La considerazione è nata dopo aver osservato per un periodo di oltre 20 anni un campione di circa 9 mila individui, tutti in buona salute e con una età dai 55 anni in su, interrogati all’inizio dello studio sulla qualità della loro memoria con un questionario. «Alla conclusione del monitoraggio - ha spiegato Afran Ikran che ha condotto lo studio – abbiamo potuto rilevare che coloro che incorrevano con maggiore frequenza in episodi di perdita di memoria, avevano anche una probabilità superiore di incappare in un ictus». Evento che nel corso dello studio si è concretizzato in 1.200 casi di malattia fra i più smemorati.
L’ISTRUZIONE
Ma c’era una particolarità in più: perché coloro che erano stati colpiti da ictus, avevano anche il grado di istruzione più elevato. «Mettendo in relazione il numero di ictus occorsi e gli episodi di mancata memoria – ha continuato il ricercatore - è stato possibile osservare che nel 34% dei casi la laurea era fra gli elementi implicati nello sviluppo del colpo sia di natura ischemica sia emorragica». Ovvero la perdita di alcuni particolari ricordi poteva tradursi, in questa popolazione istruita, in un'attendibile spia per una importante patologia cardio-vascolare. Non restava a questo punto ai ricercatori che domandarsi il perché di questa correlazione.

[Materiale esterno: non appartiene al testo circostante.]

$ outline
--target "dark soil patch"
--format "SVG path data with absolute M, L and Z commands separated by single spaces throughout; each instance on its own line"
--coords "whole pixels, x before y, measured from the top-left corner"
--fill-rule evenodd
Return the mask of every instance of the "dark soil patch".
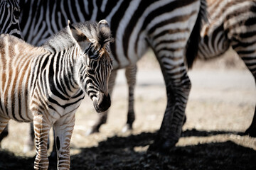
M 186 130 L 183 136 L 215 135 L 230 132 Z M 237 133 L 236 133 L 237 134 Z M 70 169 L 256 169 L 256 151 L 228 141 L 176 147 L 167 154 L 136 152 L 154 140 L 156 133 L 143 132 L 128 137 L 114 136 L 98 147 L 82 148 L 71 157 Z M 33 169 L 33 157 L 16 157 L 0 151 L 0 169 Z M 50 163 L 49 169 L 56 169 Z

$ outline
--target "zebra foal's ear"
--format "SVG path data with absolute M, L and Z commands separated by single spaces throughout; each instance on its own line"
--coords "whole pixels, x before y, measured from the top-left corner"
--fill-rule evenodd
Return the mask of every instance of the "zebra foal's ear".
M 97 24 L 97 35 L 99 43 L 102 47 L 107 42 L 114 42 L 114 39 L 111 37 L 110 28 L 106 20 L 101 20 Z
M 70 21 L 69 20 L 68 21 L 68 26 L 70 29 L 73 37 L 78 42 L 84 40 L 89 40 L 85 36 L 85 35 L 83 34 L 81 30 L 75 28 L 73 26 L 70 24 Z

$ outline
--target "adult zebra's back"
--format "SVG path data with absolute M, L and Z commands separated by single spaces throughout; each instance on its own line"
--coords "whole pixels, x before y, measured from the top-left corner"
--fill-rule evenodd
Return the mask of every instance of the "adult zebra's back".
M 20 8 L 16 0 L 0 1 L 0 34 L 8 33 L 21 38 L 19 26 Z
M 20 1 L 21 8 L 30 9 L 23 11 L 21 27 L 25 40 L 33 45 L 43 43 L 39 40 L 62 28 L 67 19 L 78 22 L 105 18 L 115 39 L 111 45 L 114 69 L 134 64 L 151 47 L 164 76 L 168 101 L 151 149 L 166 150 L 175 145 L 191 88 L 184 52 L 193 28 L 193 35 L 199 37 L 198 26 L 205 15 L 205 0 Z
M 231 47 L 256 80 L 256 1 L 208 1 L 209 22 L 203 25 L 198 57 L 209 60 Z M 256 107 L 245 133 L 256 137 Z

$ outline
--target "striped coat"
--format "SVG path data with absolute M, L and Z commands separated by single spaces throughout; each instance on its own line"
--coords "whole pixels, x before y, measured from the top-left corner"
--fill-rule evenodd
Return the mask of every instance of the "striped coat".
M 97 112 L 110 106 L 112 40 L 104 20 L 69 24 L 38 47 L 12 35 L 0 36 L 0 132 L 10 119 L 33 122 L 36 169 L 48 169 L 52 126 L 58 169 L 69 169 L 75 113 L 85 94 Z
M 214 58 L 231 47 L 256 81 L 256 1 L 209 1 L 208 11 L 209 22 L 204 24 L 201 33 L 198 57 Z M 256 107 L 245 133 L 256 137 Z
M 30 9 L 24 10 L 21 18 L 24 38 L 30 43 L 47 39 L 67 19 L 75 23 L 105 18 L 115 39 L 110 47 L 114 70 L 135 64 L 152 48 L 166 81 L 168 101 L 159 135 L 150 149 L 166 150 L 175 145 L 191 89 L 184 53 L 187 51 L 192 57 L 196 53 L 196 45 L 192 46 L 198 44 L 205 0 L 20 1 L 21 8 Z

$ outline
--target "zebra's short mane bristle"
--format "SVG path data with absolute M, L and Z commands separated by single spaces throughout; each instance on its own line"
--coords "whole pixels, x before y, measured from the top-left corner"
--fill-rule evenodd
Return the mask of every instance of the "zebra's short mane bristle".
M 110 29 L 108 27 L 97 27 L 94 21 L 86 21 L 72 24 L 75 28 L 80 30 L 89 39 L 95 39 L 102 47 L 107 42 L 113 42 Z

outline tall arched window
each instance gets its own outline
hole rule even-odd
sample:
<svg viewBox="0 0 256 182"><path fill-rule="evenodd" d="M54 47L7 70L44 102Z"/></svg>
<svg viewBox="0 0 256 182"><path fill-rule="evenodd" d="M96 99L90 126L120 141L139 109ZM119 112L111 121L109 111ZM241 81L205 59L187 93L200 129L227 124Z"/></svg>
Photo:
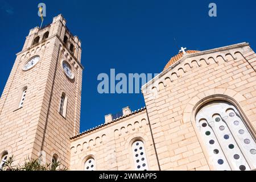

«La spiegazione – ha precisato Ikran - sembra risiedere nel fatto che il cervello delle persone più istruite è più allenato ad apprendere e più abile nel ricordare, quindi maggiormente protetto dalla repentina perdita di dati». Da cui l’indicazione che gli improvvisi buchi di memoria fra i colti erano attribuibili a una disfunzione organica molto più evidente rispetto a persone con un livello di istruzione inferiore. «E’ possibile ritenere – ha concluso lo studioso – che nel momento in cui si verificano questi episodi di amnesia, sia già in corso un danno cerebrale importante che la riserva cognitiva non riesce più a compensare».
LA PREVENZIONE
La prima prevenzione si affida al buon senso e consiglia di rivolgersi ad uno specialista quando questi buchi di memoria non possono più essere ritenuti casuali o avvengano in persone ‘giovani’, in modo da attuare le corrette misure terapeutiche. La seconda è di ordine più pratico e fattivo: infatti, a detta dei ricercatori. Basterebbe iniziare a lavorare presto; perché mantenere vitale e attivo il cervello, così come l’intero organismo, è una efficace strategia per portarlo in salute fino all’età avanzata. Una prevenzione contro l'ictus e la demenza, insomma, a costi clinici pari a zero.